Network security monitoring remains a critical layer of defense, but sophisticated attackers have developed numerous techniques to blend their malicious traffic with legitimate network activity. As a penetration tester, I regularly test network detection capabilities by simulating command-and-control communications that mimic normal traffic patterns. Understanding these evasion techniques is essential for defenders who want to improve their network monitoring and ensure their IDS, IPS, and NDR solutions provide meaningful coverage. This post covers multiple MITRE ATT&CK techniques including T1071 (Application Layer Protocol), T1572 (Protocol Tunneling), and T1573 (Encrypted Channel).

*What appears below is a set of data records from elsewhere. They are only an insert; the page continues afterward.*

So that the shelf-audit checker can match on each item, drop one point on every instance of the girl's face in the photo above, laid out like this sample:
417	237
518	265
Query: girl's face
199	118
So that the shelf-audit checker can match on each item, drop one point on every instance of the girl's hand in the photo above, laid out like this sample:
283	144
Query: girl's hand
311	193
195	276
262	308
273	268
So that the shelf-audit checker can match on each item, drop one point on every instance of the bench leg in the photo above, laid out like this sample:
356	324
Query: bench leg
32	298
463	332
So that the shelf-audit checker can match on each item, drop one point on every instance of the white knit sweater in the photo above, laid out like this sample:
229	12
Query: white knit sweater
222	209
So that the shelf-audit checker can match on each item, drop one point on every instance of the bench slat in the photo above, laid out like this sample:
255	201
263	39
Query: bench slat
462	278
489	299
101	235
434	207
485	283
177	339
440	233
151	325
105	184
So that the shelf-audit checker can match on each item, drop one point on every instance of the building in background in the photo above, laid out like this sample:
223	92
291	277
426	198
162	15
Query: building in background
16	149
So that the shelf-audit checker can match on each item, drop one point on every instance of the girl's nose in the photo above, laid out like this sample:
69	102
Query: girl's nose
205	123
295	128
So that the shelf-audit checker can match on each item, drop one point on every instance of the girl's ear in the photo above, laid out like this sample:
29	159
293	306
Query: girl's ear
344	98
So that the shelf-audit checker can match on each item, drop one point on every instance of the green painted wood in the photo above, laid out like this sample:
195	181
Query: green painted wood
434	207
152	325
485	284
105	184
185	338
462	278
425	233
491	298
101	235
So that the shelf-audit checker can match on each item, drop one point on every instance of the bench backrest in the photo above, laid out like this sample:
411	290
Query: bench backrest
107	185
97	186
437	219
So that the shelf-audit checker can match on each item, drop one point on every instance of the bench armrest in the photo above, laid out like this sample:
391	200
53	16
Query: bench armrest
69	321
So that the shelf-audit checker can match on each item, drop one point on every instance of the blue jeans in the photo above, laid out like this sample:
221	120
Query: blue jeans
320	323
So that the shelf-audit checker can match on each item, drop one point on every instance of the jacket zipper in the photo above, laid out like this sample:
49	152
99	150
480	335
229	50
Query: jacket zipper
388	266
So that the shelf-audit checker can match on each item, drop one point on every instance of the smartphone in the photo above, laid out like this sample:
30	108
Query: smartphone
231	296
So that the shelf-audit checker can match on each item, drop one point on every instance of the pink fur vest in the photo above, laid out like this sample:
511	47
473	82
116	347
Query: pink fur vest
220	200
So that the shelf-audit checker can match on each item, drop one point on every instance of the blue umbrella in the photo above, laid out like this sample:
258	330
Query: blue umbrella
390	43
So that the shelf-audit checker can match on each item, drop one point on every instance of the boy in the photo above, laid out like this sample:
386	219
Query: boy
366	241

Protocol Abuse for Covert Channels

Attackers abuse legitimate protocols to create covert communication channels that blend with expected network traffic. Each protocol presents unique detection opportunities for defenders.

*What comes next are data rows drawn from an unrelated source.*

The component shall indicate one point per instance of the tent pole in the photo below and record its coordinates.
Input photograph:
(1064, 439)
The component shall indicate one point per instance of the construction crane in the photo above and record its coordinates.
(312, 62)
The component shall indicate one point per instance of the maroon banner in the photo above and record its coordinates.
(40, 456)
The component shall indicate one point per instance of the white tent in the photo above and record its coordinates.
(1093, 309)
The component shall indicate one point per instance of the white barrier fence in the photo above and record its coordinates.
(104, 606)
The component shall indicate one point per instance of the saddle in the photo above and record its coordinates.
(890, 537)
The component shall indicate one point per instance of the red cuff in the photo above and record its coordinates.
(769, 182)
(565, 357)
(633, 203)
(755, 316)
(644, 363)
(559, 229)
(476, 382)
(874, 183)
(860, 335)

  • DNS tunneling (T1071.004) - DNS is one of the most commonly abused protocols because it is almost universally allowed through firewalls. Attackers encode data into DNS queries and responses, using the query name field to exfiltrate data and TXT or CNAME records to receive commands. Defenders should monitor for unusually long DNS query names, high volumes of DNS queries to a single domain, queries for uncommon record types, and DNS traffic to non-standard resolvers. Tools like passive DNS monitoring and DNS analytics platforms can identify tunneling patterns that manual review would miss.
  • HTTP and HTTPS as C2 channels (T1071.001) - Web traffic is the most natural cover for command-and-control communications because organizations generate enormous volumes of HTTP and HTTPS traffic daily. Attackers structure their C2 communications to look like normal web browsing, API calls, or content delivery requests. Defenders should look for connections that exhibit regular timing intervals, known as beaconing behavior, even if the traffic content appears legitimate. Statistical analysis of connection timing can reveal automated C2 communications that human-generated traffic patterns would never produce.
  • ICMP tunneling - ICMP echo requests and replies can carry arbitrary data in their payload section. While the bandwidth is limited, ICMP tunneling can be effective for slow data exfiltration or command-and-control signaling. Defenders should monitor for ICMP packets with unusual payload sizes, as normal ping traffic uses small, consistent payloads. Any ICMP traffic with payloads larger than standard or containing non-repeating data patterns warrants investigation.
  • WebSocket abuse - WebSocket connections establish persistent, full-duplex communication channels over HTTP. Once the initial handshake completes, data flows freely in both directions without the overhead of repeated HTTP requests. Attackers use WebSockets for real-time C2 communications that are difficult to inspect because the data stream is continuous. Defenders should monitor for WebSocket connections to unusual destinations and analyze the data patterns within established WebSocket sessions.

Traffic Blending Strategies

Beyond choosing common protocols, sophisticated attackers take additional steps to make their traffic indistinguishable from legitimate network activity.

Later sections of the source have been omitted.